The Guardian's take on the outcome of the G20 meeting is that 'while the summit did not descend into beggar-my-neighbour economics, neither did it live up to the prime minister's claim that it was "the day the world came together"'. But it goes on to say that 'this is not to dismiss the very real achievements of this week's meetings'. 'The next summit must go further,' however.

On the G20 agreement around tax havens, the paper declared: 'the parasitical paradises in which the rich stuff their gold are at the heart of what has gone wrong'. 'Offshore life should get less comfortable thanks to the mood the G20 creates', it felt, but noted that 'as in battling vampires, in taking on tax havens, what is really needed is a great blast of daylight'.

Independent

The Independent dedicates its whole front page to an image of Obama at the G20 summit running with a similar headline: 'Obama hails the new world order'.

The paper thought that while it is 'not a grand bargain', the G20 plan is 'a step towards recovery'. 'There was no Bretton Woods-style agreement to establish a new global reserve currency to replace the dollar' pointed out the paper, but it denied the outcome of the summit 'was an abject failure': 'it was an achievement in itself to get the leaders of these nations.together around the same table at a time of such turbulence in the international economy', applauded the paper.

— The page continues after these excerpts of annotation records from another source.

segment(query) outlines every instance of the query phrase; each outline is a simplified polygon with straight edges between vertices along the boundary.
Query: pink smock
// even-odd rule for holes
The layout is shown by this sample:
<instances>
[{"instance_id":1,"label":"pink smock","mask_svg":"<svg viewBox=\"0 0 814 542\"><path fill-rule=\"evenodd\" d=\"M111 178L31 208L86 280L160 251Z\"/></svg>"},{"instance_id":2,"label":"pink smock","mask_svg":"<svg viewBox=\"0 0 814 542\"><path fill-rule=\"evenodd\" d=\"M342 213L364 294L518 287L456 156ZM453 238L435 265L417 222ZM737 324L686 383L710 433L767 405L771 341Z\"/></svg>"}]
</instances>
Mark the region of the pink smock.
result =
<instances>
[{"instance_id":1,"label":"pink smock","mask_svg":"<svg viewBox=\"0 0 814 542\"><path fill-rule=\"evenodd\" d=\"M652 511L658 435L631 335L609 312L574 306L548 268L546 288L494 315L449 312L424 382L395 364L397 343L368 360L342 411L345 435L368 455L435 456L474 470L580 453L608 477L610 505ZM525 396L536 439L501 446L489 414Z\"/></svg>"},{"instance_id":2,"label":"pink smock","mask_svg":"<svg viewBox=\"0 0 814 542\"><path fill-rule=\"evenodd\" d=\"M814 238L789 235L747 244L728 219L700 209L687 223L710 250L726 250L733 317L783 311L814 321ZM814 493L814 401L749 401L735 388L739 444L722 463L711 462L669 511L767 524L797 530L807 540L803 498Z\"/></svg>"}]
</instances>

It emphasised the G20 was part of a process: 'This meeting was a stop on a larger journey, not the final destination', and 'after yesterday's result, there are grounds for hope that we are, at least, on the right road'.

On China, the Indy noted the nation's move to the foreground, writing 'An economic giant takes the stage'. 'The London summit may well go down as the moment when China finally emerged from its shell to assert its own interests in the economic world of which it has become a central part', continues the article, outlining the announcement that the heads of the IMF and World Bank will be chosen on merit; a decision 'that China, along with India, Brazil and other emerging countries, have long pressed for'. 'In extending its reach this week, China has shown itself ready to take its place at the top table of global economic governance', concludes the paper, musing 'interesting times, indeed'.

Times

The Times features part of the group photograph taken of leaders at the summit with the headline 'The London United'. It runs with the G20 summit in its inner pages with the headline 'Markets surge with confidence after $1.1 trillion boost to the global economy'.

Welcoming the G20 measures, the paper notes that while 'structural weaknesses and policy divisions remain', the plan 'will help to repair the damage inflicted by financial crisis'. But the paper laments that they are 'restricted in scope', and looks at the possible problems in implementing the plan. The summit's achievements 'were predictably modest, but it was not in vain', it concludes.

Daily Mail

The Daily Mail runs with 'Brown's new world order', and asks of the new measures 'will they work?' Devoting its entire comment column to detailing 'an almost historic compromise', the Mail examines the agreements made at the G20 summit. 'The air was thick with razzmatazz and portentousness, but that does not deflect from the fact that this has been an impressive week for Mr Brown', applauds the paper, but laments that 'those countries with huge surpluses were not persuaded to dig deep in their pockets'.